I understand why the grace period is needed, given that it may be hard to find adequate numbers of incident users of the exposure at time 0, but am confused as to why it doesn't introduce immortal time.

Thanks!

In reply to Jean Digitale

Re: Grace periods and immortal time

by June Chan -

Hi Jean, 

We will answer your question after class tmrw. It's a good question, however, to answer it may involve giving away at least part of an answer to another question in the problem set. 


Thank you for your patience!


JMC

In reply to June Chan

Re: Grace periods and immortal time

by Monica Ospina Romero -

Hi Jean:

Thank you for posting this question and for participating in class yesterday. Since we did not have time to discuss your question in class, we want to answer your question here and remind you that the bonus question has some examples illustrating the analysis using clones or copies of the study participants. The two examples that we added to the answer key shows the importance of the grace period.
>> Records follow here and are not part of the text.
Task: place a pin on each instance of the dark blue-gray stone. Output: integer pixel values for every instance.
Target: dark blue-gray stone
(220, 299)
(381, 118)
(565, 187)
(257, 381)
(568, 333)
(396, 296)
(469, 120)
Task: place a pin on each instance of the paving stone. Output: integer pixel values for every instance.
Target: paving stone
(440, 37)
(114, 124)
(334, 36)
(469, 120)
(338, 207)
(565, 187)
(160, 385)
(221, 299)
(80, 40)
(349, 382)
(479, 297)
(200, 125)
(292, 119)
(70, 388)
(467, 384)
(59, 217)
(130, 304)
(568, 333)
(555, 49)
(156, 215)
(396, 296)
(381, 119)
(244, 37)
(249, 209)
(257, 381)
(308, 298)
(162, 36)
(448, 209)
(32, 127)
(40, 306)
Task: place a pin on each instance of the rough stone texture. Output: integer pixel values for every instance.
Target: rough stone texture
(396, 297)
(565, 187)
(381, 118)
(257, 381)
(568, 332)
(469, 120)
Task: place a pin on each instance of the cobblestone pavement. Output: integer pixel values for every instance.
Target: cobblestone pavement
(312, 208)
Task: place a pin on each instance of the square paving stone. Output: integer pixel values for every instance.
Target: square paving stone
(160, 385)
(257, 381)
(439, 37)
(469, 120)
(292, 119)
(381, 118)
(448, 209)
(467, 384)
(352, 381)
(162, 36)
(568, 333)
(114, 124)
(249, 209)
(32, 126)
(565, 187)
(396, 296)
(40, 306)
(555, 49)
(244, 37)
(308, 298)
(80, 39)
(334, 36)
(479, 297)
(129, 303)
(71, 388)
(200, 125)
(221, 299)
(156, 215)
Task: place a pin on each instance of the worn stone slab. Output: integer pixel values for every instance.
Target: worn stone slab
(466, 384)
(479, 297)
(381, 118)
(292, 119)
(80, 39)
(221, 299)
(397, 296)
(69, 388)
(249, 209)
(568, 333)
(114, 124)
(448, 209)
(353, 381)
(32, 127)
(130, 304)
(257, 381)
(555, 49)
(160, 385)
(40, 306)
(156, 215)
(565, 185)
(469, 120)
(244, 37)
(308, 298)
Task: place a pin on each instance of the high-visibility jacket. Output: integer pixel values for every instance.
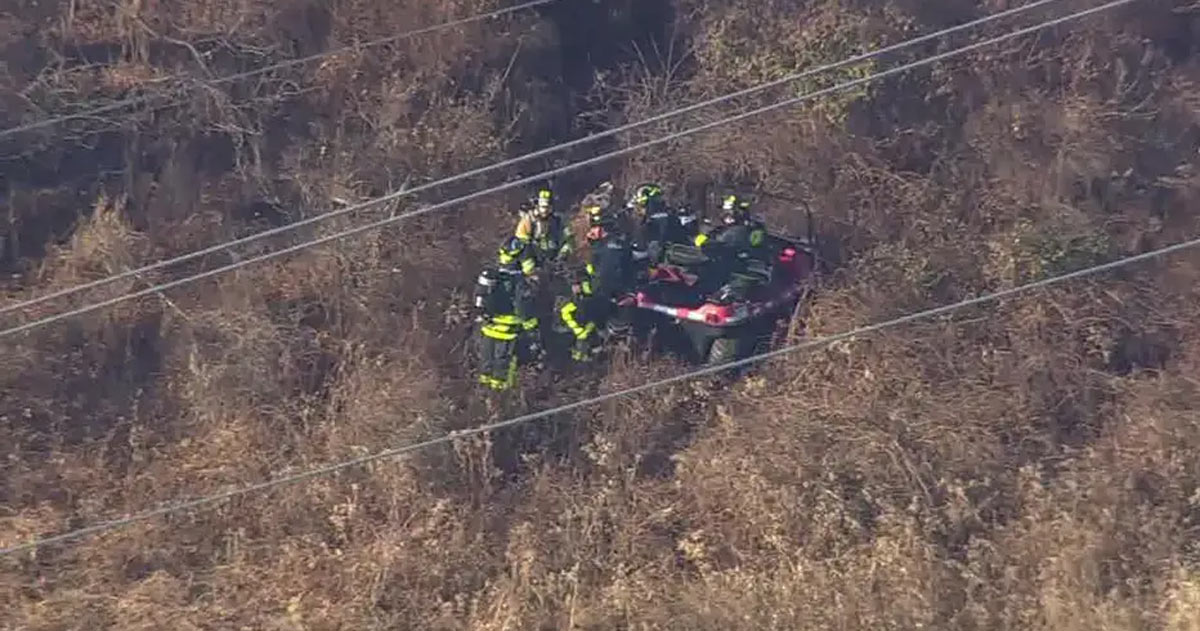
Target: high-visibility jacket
(743, 236)
(551, 236)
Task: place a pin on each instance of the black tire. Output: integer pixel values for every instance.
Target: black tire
(724, 350)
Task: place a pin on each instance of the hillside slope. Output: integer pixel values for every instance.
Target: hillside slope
(1035, 464)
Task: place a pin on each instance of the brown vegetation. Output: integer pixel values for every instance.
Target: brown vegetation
(1033, 464)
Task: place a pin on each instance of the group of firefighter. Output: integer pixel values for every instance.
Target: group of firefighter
(622, 245)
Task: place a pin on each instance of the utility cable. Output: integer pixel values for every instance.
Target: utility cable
(138, 100)
(558, 170)
(208, 500)
(526, 157)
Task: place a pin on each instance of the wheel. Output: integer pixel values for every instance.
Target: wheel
(724, 350)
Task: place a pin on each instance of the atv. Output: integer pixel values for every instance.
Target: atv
(724, 306)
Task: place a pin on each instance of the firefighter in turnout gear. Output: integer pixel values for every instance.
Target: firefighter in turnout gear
(738, 235)
(658, 223)
(612, 270)
(581, 314)
(508, 324)
(545, 229)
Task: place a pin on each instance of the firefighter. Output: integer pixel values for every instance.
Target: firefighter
(738, 234)
(545, 229)
(658, 223)
(613, 268)
(508, 323)
(582, 314)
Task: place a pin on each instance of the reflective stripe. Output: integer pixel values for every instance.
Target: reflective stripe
(498, 332)
(581, 331)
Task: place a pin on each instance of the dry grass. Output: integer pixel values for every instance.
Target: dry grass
(1026, 466)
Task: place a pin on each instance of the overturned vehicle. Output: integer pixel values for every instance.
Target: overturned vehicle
(723, 308)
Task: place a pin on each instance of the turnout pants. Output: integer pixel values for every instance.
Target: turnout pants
(499, 350)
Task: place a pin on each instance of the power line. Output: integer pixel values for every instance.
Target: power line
(137, 100)
(541, 152)
(558, 170)
(588, 402)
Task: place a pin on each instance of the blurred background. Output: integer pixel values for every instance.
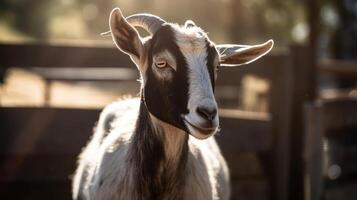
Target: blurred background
(289, 121)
The strategy of a grace period that Hernan proposes goes together with generating clones of each eligible participant. In the study of statin use, there were two treatment strategies: initiation of statins or no initiation of statins. Each participant had two copies in the dataset, the authors assigned a treatment strategy at baseline to each copy or replicate. For a person who started statins within 6 months, the copy that was assigned to the statin arm will be no censored and her follow-up time is counted in the person-time of the statin group.  The other copy will be censored when she initiates statins and this shorter time will be assigned to the no statin use. By creating these clones all eligible participants are contributing part of their time to each treatment strategy, then preventing immortal time bias. You need a grace period to know when to do the censoring in the clone that does not follow the assigned treatment strategy.